The ocean supports the global economy, nutrition, health and wellbeing, water supply and energy. It is the primary regulator of the global climate, and an important sink for greenhouse gases. According to conservative estimates by the OECD (2016), the ocean economy generated $US1.5 trillion in 2010 and has the potential to outperform the growth rate of the global economy both in terms of generated value and employment. It could potentially reach an output of US$3 trillion in 2030 and this development could include contributions from new or less developed services, for example minerals and marine genetic resources (OECD, 2016).
The ocean was once thought to be a vast and indefinitely resilient compartment of the Earth system, able to absorb practically all pressures of the human population, from resource exploitation to fisheries and aquaculture development to marine transport. However, according to the First World Ocean Assessment, our civilization is running out of time to avoid the detrimental cycle of decline in ocean health that will have dramatic repercussions on the ability of the ocean to keep providing the support we need.
The ocean system is changing at an accelerated pace. Over 40% of the ocean’s surface is strongly affected by multiple drivers and 66% is estimated to be experiencing increasing cumulative impacts (IPBES, 2019). Global ocean warming has continued unabated since the 1970s, with a doubling of the rate of warming since the early 1990s and a rise in the frequency of marine heatwaves (IPCC 2019). Exacerbated by ocean acidification and other factors, continued warming on this scale is projected to lead to large-scale disappearance of corals and other highly productive ecosystems that are a cornerstone of the world’s biodiversity and a source of food and livelihoods for hundreds of millions of people.
We must act together now to find transformative solutions to the existing and future challenges that face the ocean and thus humankind.
The solutions will be many and varied, and will differ in their form and scale to best respond to regional, national and local context, and will need to adapt to a changing climate. All of these solutions will require a clear understanding of how to remove the barriers to large-scale human behavioural change: if such barriers are not overcome, then the solutions developed through improved ocean science will be of limited impact (UNESCO, 2021).
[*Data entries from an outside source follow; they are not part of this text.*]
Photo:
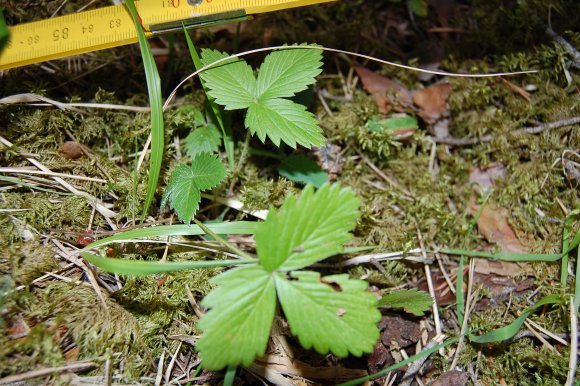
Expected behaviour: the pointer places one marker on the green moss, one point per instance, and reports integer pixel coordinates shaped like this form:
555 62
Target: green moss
29 260
97 331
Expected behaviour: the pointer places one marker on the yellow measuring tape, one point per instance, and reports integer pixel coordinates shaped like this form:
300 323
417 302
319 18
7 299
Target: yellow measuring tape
112 26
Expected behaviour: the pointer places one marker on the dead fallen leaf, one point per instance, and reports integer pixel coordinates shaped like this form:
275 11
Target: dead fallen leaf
451 378
493 225
382 88
432 101
486 176
71 150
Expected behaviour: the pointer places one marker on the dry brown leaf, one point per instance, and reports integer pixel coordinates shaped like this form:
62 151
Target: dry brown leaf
493 225
485 177
432 101
381 88
71 150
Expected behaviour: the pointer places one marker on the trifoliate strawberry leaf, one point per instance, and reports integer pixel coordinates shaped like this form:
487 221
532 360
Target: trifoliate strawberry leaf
231 83
413 301
184 189
282 119
333 313
307 230
286 72
237 327
205 139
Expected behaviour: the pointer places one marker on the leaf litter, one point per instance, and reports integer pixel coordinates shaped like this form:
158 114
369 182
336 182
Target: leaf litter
525 210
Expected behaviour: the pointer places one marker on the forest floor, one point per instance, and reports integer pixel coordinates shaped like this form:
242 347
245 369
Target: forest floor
483 164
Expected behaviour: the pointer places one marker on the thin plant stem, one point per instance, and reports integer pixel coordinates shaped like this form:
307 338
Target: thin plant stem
231 246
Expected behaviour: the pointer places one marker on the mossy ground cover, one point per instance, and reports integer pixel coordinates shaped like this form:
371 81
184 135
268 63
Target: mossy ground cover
49 320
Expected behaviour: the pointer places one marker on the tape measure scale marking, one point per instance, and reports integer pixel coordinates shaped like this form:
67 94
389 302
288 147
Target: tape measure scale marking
112 26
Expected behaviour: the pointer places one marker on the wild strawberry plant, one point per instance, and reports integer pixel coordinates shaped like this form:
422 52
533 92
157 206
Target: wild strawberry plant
331 314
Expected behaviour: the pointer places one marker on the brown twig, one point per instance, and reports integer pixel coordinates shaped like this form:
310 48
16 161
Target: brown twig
71 367
468 141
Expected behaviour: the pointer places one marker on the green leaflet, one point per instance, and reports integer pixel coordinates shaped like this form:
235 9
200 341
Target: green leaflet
284 73
231 83
333 313
141 268
287 72
205 139
282 119
413 301
230 228
184 189
237 327
307 230
4 33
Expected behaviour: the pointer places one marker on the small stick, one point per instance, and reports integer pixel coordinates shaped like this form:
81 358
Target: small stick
444 272
172 363
414 367
468 141
50 174
573 343
71 367
107 213
468 309
159 376
387 179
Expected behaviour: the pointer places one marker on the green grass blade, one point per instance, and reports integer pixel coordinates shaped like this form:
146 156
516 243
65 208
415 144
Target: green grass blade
505 256
156 102
217 113
141 268
400 364
230 376
459 297
507 332
577 287
4 33
231 228
565 246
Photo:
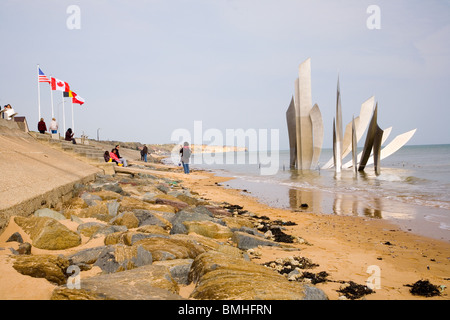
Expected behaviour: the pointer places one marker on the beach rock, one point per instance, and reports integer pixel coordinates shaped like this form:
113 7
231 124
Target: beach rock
90 228
247 241
24 248
130 237
149 217
119 257
76 219
189 200
153 229
108 230
130 204
45 212
163 187
52 268
208 229
149 282
127 219
178 268
221 277
75 203
108 186
93 211
90 199
15 237
205 242
218 211
251 231
191 214
113 207
235 223
179 205
107 195
47 233
169 249
86 256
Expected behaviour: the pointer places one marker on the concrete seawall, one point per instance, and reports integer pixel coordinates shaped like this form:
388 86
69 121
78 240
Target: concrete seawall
34 175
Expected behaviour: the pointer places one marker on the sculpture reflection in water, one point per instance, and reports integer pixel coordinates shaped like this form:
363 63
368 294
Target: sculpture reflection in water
302 200
305 131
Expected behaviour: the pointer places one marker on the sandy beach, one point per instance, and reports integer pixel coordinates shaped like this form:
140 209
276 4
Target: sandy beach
346 247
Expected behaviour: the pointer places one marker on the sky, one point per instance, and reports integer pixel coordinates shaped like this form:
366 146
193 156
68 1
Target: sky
149 68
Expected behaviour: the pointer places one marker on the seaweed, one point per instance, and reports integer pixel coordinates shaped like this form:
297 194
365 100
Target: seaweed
315 277
424 288
355 291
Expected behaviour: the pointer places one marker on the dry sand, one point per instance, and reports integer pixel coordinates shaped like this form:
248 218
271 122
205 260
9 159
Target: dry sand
343 246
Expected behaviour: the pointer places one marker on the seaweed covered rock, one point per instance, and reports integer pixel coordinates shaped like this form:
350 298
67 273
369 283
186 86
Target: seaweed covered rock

Development of the required transformative solutions depends on better equipped and more sustainably funded science. Target 14 (a) of Sustainable Development Goal (SDG) 14 – Life below Water, is to increase scientific knowledge, develop research capacity and transfer marine technology, but national investment in ocean science around the world remains low, with an average of 1% of national research budgets attributed to ocean science between 2013 and 2017 (IOC-UNESCO, 2017). We need to invest more in the science that is required to help us achieve the ocean we want. Our current challenge is to understand the numerous impacts on the ocean and ensure a more holistic, integrated policy and ecosystem-based management across sectors. Doing so is urgent, as national ocean economies are rapidly expanding.
As the world celebrates World’s Ocean Day on June 8, 2022, let us all reflect on the crucial role the ocean plays in our everyday life. Hopefully, this will inspire action to protect the ocean and sustainably use marine resources. All hands are required on deck for revitalization- collective action for the ocean.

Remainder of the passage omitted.